The {id} in the URL is the id field returned in every chat completion response — pass it through unchanged. No authentication required; the id is unguessable and feedback is only accepted within 1 week of the request being created. After that window, the endpoint returns 410 Gone.

Request body

Parameter	Type		Description
positive	string	required	`"1"` for thumbs up, `"0"` for thumbs down.
comment	string	optional	Short note on what went wrong or right. Max 100 characters.

cURLcurl -X POST /accounts/requests/550e8400-e29b-41d4-a716-446655440000/feedback/ \
  -H "Content-Type: application/x-www-form-urlencoded" \
  -d 'positive=0&comment=wrong language in response'

The endpoint returns an HTML partial (designed for htmx). The feedback is also visible on the request detail page in the dashboard, and aggregated satisfaction ratings appear per endpoint on the model browse page.

Why give feedback?

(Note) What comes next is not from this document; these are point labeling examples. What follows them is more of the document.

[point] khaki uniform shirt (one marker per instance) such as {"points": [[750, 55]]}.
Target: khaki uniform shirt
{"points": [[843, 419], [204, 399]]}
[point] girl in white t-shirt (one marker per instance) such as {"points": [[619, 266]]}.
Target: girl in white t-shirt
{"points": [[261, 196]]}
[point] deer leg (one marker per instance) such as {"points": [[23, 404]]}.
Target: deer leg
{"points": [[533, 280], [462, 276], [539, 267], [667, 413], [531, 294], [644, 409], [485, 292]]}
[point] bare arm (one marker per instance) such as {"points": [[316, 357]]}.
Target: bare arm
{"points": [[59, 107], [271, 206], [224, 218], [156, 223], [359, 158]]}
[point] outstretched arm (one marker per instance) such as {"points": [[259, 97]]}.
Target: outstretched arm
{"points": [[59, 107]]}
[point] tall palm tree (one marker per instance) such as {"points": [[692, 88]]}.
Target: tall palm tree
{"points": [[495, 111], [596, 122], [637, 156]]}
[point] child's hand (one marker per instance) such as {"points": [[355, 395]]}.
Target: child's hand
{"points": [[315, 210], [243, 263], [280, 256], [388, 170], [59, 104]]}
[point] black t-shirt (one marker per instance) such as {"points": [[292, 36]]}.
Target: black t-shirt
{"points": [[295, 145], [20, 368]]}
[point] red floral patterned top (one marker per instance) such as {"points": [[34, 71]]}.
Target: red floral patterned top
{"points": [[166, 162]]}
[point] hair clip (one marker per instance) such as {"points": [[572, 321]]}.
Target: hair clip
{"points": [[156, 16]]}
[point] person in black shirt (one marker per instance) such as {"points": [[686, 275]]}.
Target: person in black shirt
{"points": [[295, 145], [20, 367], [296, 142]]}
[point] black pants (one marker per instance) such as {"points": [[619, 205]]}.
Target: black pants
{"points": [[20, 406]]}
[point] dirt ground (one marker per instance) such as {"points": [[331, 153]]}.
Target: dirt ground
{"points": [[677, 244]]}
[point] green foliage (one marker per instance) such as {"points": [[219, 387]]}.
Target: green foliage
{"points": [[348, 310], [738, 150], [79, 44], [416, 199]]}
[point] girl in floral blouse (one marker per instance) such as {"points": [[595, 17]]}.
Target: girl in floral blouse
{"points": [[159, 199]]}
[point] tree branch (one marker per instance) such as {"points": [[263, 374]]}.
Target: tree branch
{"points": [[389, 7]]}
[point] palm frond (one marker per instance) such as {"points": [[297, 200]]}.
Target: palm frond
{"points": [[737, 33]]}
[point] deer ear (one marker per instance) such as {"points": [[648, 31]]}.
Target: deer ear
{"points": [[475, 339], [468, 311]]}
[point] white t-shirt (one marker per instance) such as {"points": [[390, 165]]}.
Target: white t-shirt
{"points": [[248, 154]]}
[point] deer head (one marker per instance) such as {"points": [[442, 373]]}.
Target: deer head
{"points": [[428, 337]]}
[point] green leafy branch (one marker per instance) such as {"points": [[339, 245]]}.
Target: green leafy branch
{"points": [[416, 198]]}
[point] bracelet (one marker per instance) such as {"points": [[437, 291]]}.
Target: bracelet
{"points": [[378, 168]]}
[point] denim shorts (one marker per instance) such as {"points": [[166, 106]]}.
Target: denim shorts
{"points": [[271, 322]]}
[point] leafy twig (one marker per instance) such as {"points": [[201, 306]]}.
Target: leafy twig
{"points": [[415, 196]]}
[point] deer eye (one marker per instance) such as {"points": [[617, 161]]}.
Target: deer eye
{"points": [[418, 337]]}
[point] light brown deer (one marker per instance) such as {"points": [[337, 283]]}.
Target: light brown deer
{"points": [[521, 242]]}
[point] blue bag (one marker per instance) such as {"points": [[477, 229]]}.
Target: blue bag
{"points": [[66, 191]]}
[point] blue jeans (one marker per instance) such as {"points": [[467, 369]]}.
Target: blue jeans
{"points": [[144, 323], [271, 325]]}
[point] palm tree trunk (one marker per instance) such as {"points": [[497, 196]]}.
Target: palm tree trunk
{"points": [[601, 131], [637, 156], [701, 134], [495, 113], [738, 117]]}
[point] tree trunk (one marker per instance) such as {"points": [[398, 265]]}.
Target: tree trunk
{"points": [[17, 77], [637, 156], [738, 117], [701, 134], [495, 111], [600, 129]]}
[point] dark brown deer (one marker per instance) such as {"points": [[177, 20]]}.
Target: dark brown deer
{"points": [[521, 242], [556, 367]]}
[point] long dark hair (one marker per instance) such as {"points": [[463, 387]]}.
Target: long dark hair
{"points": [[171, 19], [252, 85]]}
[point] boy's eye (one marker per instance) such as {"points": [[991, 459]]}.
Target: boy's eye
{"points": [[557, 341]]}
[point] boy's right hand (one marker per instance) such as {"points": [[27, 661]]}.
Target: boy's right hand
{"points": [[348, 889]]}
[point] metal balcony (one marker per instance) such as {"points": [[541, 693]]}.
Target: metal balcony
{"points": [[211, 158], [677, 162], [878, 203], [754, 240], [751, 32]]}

Even sparse feedback (a few percent of requests) gives Cailos a quality signal per endpoint and task type that static eval scores can't capture. Over time this directly improves which provider gets picked for your workload.

Errors

All errors follow the OpenAI error envelope:

{
  "error": {
    "message": "Model 'nonexistent' not found or not active.",
    "type": "not_found_error"
  }
}

Status	Meaning
200	Success.
400	Malformed JSON or invalid parameters.
401	Missing or invalid API key.
403	Key valid but team is inactive.
404	Model codename not found or no active providers.
429	Rate limit exceeded. Retry after 60 seconds.
502	Upstream provider returned an error.
503	Model unavailable — circuit breaker open or provider down.
504	Upstream provider timed out.

Rate Limits

Per-key, per-minute. When exceeded, requests return 429. The window resets every 60 seconds. A rate limit of 0 means unlimited.

Providers

You never interact with providers directly — just send a codename. For transparency:

Provider	Format	Notes
OpenAI	native	Forwarded as-is.
Anthropic	converted	System prompt, tools, vision, thinking — fully translated.
Google	converted	Gemini API. Thinking parts extracted.
Cohere	converted	v2 Chat API.
Groq, Together, DeepInfra, Cerebras, Scaleway, SambaNova, xAI, OpenRouter, Novita, NCompass, NScale, Inception, Tinfoil	native	OpenAI-compatible.